ぴょん記

きょうからしばらく雨降る日々

『ディザインズ』第5巻

 先月、第4巻がリリースされた五十嵐大介『ディザインズ』の第5巻が、早くも今月22日に出ていたことを、24日の夜になってやっと気付いた。第2巻の美しい豹娘の、第3巻のイルカHA(ヒト化動物)のキイの、壮絶な行動に始まるカタストロフは、イルカHAたちの叛乱を引き起こした。その陰で、サンモントの五男坊はちゃっかり立ち回って、いつのまにか親会社と社外団体の全権を掌握しかねない躍進ぶりなのだけど、そこはカシコイ、ショーンくんのことだから、おじいさまをうまく担ぎ出して密やかに商売を続けていくのだろう。
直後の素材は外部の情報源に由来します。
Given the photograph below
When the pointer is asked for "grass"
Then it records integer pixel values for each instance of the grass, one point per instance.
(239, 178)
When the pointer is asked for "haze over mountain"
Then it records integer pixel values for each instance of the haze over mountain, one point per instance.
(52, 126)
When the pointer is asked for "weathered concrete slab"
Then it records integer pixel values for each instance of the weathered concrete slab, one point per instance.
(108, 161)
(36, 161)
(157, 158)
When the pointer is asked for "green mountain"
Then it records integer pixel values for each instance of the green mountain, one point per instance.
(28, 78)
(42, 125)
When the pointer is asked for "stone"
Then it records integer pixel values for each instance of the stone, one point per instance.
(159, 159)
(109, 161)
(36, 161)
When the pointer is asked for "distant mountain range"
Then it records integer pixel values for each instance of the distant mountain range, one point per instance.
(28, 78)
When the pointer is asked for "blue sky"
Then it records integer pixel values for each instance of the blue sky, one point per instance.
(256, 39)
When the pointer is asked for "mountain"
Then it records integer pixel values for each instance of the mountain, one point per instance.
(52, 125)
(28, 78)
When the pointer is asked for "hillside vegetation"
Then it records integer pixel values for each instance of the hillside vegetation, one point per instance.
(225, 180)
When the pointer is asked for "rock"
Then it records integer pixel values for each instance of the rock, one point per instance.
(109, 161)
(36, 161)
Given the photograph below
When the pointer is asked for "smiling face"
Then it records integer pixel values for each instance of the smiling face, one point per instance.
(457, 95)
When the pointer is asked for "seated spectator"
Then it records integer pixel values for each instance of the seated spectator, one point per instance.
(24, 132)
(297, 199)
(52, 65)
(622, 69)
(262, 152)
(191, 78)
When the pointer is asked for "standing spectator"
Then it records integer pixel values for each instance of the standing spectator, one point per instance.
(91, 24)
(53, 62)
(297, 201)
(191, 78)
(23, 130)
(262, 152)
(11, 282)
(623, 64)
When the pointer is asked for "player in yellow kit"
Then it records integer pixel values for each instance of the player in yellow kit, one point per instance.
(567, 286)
 階段の途中にある小さな窯の主は、きっとおでこの大きな少年ランが作った、はじめてにしては出来のよい器を眺めるたびに、あいつはどこにいったのかと思わずにはいられないだろう。それに比べて、キイは、密林の外れで会った妊婦にも、病院で接した妊娠した看護師にも、残念ながら思い出してはもらえない。蛙の王女、クーベルチュールが、ランの自分に寄せる思いに気付いていたかは永遠の謎である。やさしい娘なんですけどね。